The use of state-of-the-art technology to study eye movements, combined with recent advances in statistics, seems to be the key to gain a deeper understanding about how consumers’ allocate attention. What is going on in consumers’ minds during this process?
door: Ralf van der Lans, Rik Pieters en Michel Wedel
in: Journal of the American Statistical Association
helemaal lezen: http://www.ingentaconnect.com/content/asa/jasa/2008/00000103/00000482/art00005
dat kost: 23.50 dollar
Recent research used eye movements to get more insights into consumers’ attention allocation. This type of studies is fostering the emergence of a new set of strategies to enrich the marketers’ toolbox - visual marketing – which tries to manipulate consumer attention towards specific pieces of information.

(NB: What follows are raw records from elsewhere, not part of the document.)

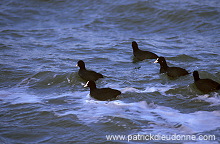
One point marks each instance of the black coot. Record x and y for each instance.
(102, 94)
(173, 72)
(140, 54)
(87, 75)
(205, 85)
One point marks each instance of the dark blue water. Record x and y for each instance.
(42, 98)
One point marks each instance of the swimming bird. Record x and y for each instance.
(87, 75)
(205, 85)
(140, 54)
(102, 94)
(173, 72)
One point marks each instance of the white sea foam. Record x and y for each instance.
(18, 96)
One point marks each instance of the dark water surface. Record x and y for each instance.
(42, 98)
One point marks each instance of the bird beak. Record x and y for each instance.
(86, 85)
(156, 61)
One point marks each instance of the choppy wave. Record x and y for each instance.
(42, 40)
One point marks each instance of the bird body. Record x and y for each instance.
(142, 55)
(87, 75)
(102, 94)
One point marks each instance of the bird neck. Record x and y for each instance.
(164, 65)
(92, 87)
(82, 67)
(135, 47)
(196, 77)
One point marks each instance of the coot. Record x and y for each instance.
(205, 85)
(173, 72)
(140, 54)
(87, 75)
(102, 94)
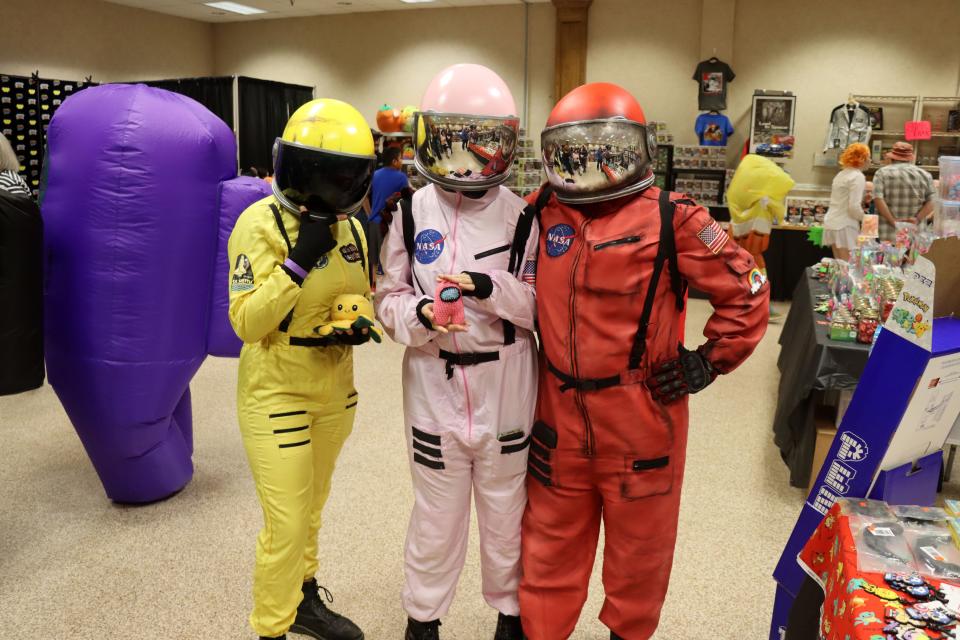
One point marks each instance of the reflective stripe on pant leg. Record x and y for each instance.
(329, 432)
(499, 483)
(283, 473)
(559, 540)
(437, 536)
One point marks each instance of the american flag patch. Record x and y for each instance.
(713, 236)
(529, 274)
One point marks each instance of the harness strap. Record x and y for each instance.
(582, 384)
(285, 323)
(467, 359)
(325, 341)
(663, 253)
(360, 247)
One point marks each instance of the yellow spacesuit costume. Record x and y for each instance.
(295, 398)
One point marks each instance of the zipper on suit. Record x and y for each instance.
(453, 336)
(613, 243)
(588, 444)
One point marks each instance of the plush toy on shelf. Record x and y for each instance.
(351, 311)
(407, 118)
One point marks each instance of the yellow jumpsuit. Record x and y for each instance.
(295, 401)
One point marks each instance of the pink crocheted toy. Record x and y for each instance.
(448, 304)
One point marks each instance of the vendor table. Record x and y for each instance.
(811, 365)
(855, 603)
(787, 258)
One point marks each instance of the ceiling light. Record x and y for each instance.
(235, 7)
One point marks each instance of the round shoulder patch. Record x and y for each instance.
(559, 239)
(428, 245)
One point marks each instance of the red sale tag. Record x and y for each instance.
(918, 130)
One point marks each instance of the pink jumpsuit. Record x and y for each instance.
(467, 426)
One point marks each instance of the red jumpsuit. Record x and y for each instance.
(612, 452)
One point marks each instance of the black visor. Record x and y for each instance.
(323, 181)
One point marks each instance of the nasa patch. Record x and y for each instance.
(757, 280)
(242, 278)
(428, 245)
(350, 253)
(559, 239)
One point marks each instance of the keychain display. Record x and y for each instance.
(27, 103)
(448, 304)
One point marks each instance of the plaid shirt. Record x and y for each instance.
(905, 188)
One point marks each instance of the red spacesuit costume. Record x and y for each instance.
(611, 431)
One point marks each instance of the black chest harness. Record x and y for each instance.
(666, 253)
(324, 341)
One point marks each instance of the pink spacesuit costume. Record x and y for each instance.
(469, 397)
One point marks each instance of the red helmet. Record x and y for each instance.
(597, 145)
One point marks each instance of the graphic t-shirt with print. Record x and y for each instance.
(712, 76)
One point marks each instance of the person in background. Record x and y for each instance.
(10, 179)
(841, 225)
(903, 192)
(390, 183)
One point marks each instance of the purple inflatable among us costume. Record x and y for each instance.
(140, 199)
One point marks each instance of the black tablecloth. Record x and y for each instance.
(788, 257)
(809, 362)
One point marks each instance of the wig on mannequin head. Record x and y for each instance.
(856, 156)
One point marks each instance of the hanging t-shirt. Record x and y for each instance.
(713, 75)
(713, 129)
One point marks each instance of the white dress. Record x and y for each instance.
(841, 225)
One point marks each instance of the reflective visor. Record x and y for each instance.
(465, 152)
(597, 160)
(323, 181)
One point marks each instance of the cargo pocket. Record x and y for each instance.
(291, 432)
(613, 264)
(645, 477)
(543, 443)
(427, 449)
(512, 459)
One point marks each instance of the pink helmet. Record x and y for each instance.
(467, 129)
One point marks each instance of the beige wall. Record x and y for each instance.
(823, 50)
(651, 48)
(371, 58)
(72, 39)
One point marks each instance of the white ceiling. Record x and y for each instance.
(196, 10)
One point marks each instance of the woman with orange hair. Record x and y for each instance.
(841, 225)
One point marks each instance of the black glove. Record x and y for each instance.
(314, 240)
(689, 373)
(483, 285)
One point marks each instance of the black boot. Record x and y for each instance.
(314, 619)
(422, 630)
(508, 628)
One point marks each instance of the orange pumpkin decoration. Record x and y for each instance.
(389, 119)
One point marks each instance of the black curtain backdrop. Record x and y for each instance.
(265, 107)
(215, 94)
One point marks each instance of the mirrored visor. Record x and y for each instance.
(596, 159)
(465, 152)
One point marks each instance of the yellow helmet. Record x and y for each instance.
(325, 158)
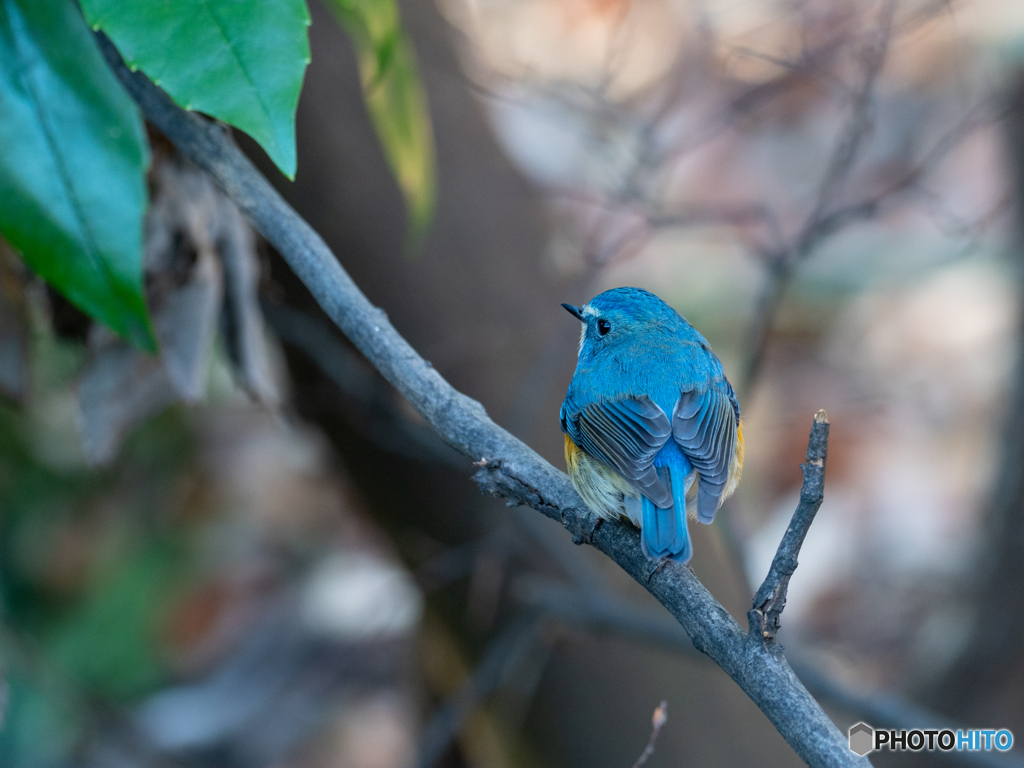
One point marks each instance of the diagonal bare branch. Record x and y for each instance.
(508, 467)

The authors conducted an experiment where 106 consumers had to search for a certain brand of coffee (the target brand) in a computer-simulated supermarket shelf. The search task was designed to be realistic and the consumers eye movements were recorded using a technology called infrared corneal reflection eye tracking.

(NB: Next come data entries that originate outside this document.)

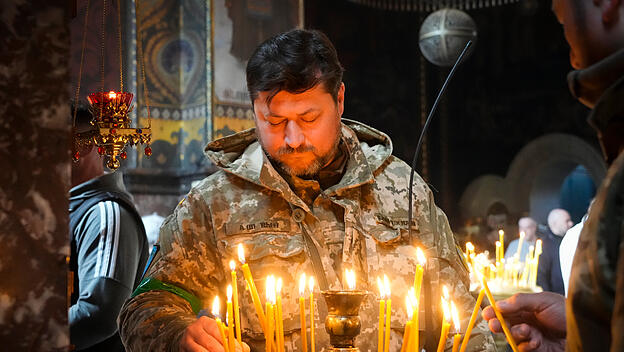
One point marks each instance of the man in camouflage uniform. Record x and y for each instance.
(592, 317)
(304, 193)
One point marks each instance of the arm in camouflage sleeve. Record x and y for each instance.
(452, 268)
(182, 279)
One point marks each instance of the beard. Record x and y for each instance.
(312, 169)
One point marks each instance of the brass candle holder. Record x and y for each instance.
(343, 321)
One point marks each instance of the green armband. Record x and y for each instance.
(151, 284)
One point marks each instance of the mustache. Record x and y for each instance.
(300, 149)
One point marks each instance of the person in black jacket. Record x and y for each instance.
(549, 270)
(109, 249)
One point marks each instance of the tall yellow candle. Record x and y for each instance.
(230, 319)
(408, 325)
(216, 312)
(311, 287)
(235, 300)
(446, 325)
(388, 313)
(457, 336)
(490, 297)
(382, 307)
(270, 315)
(414, 339)
(302, 317)
(252, 287)
(279, 316)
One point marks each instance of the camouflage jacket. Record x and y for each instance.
(595, 304)
(359, 223)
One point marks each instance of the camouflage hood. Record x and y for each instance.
(240, 154)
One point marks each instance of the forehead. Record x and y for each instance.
(283, 100)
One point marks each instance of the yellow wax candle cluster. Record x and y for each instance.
(506, 275)
(411, 335)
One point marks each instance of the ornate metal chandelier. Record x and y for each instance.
(113, 129)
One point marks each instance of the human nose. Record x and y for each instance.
(294, 136)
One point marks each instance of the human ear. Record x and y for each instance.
(610, 11)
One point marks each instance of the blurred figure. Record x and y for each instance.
(529, 227)
(593, 319)
(549, 269)
(108, 248)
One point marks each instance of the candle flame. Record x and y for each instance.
(455, 315)
(412, 296)
(387, 290)
(241, 253)
(216, 306)
(409, 308)
(382, 294)
(270, 289)
(350, 276)
(445, 309)
(420, 257)
(278, 285)
(302, 285)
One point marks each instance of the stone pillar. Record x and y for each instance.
(35, 177)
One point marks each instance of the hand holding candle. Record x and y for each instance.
(216, 306)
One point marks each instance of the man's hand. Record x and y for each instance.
(204, 336)
(537, 320)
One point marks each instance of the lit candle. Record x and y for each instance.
(520, 240)
(446, 325)
(252, 287)
(408, 325)
(388, 313)
(538, 252)
(216, 306)
(457, 336)
(350, 278)
(280, 317)
(270, 301)
(501, 238)
(311, 287)
(236, 308)
(421, 262)
(304, 332)
(382, 307)
(510, 339)
(229, 319)
(414, 331)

Their findings suggest that consumers create a mental map of the ’scene’ they are facing to efficiently guide their attention towards the goal of finding the target brand. Thus, by carefully manipulating features of the ’scene’, marketers can influence consumers’ attention processes. Two findings deserve special note.
Blue!
First, colour matters. Only the target brand had blue in its package. Therefore, blue was a more diagnostic colour than the more common red colour, and consumers that focused on blue found the target brand faster and more accurately. Second, luminance also interfered with consumer search. On average, consumers first directed their attention to darker regions but there were large differences between consumers.
In short, current technology (eye tracking and statistical modelling techniques) is facilitating the emergence of visual marketing. Firms can gain important competitive advantages by increasing the attention-grabbing features of their packages, products, ads, stores, websites, etc.

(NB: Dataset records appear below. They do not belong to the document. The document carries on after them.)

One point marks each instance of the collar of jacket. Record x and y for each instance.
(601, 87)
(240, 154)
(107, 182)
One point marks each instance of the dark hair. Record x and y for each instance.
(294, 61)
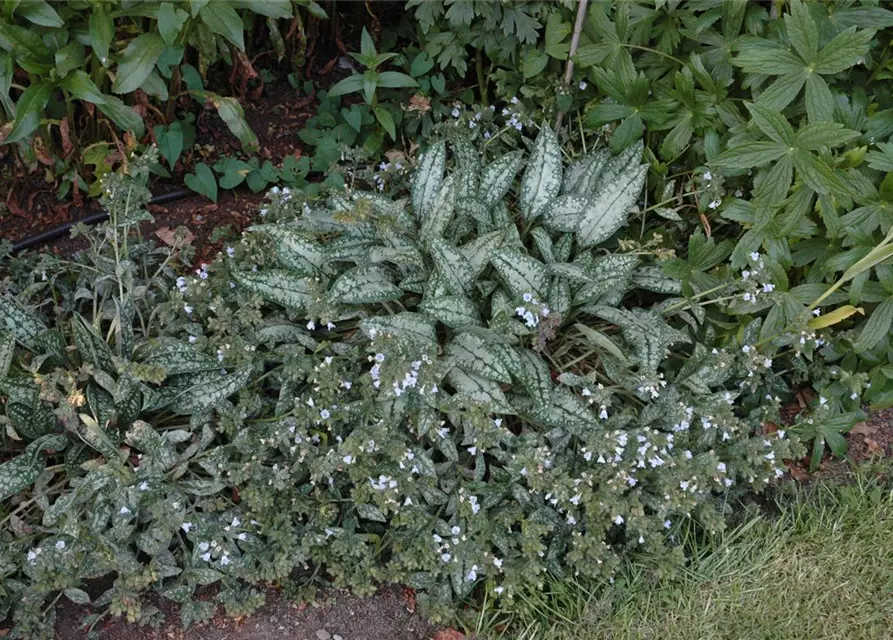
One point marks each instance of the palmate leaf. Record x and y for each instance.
(646, 332)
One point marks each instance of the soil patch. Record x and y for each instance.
(384, 616)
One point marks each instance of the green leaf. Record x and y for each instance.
(750, 154)
(428, 179)
(542, 177)
(281, 287)
(802, 30)
(170, 21)
(202, 181)
(29, 109)
(39, 12)
(772, 124)
(364, 285)
(122, 115)
(221, 18)
(102, 32)
(846, 49)
(411, 327)
(350, 84)
(79, 85)
(386, 120)
(137, 62)
(877, 328)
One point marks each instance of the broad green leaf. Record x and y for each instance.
(39, 12)
(102, 32)
(877, 328)
(79, 85)
(221, 18)
(802, 30)
(542, 177)
(846, 49)
(203, 181)
(281, 287)
(29, 110)
(137, 62)
(170, 21)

Why did I have to read this?
- Because brand managers might consider investing in packages that differentiate their brand from its closest competitors (e.g. in terms of colour, shape, etc). Distinctive features should be clearly communicated through other marketing actions (e.g. advertising), to motivate consumers to focus their attention on such features in the store.
- Because in the future, when further research clarifies the role of luminance, retailers might consider investing in shelves capable of providing brand-specific illumination levels; retailers can even negotiate such illumination levels with manufacturers in order to offer optimal levels of illumination for certain brands.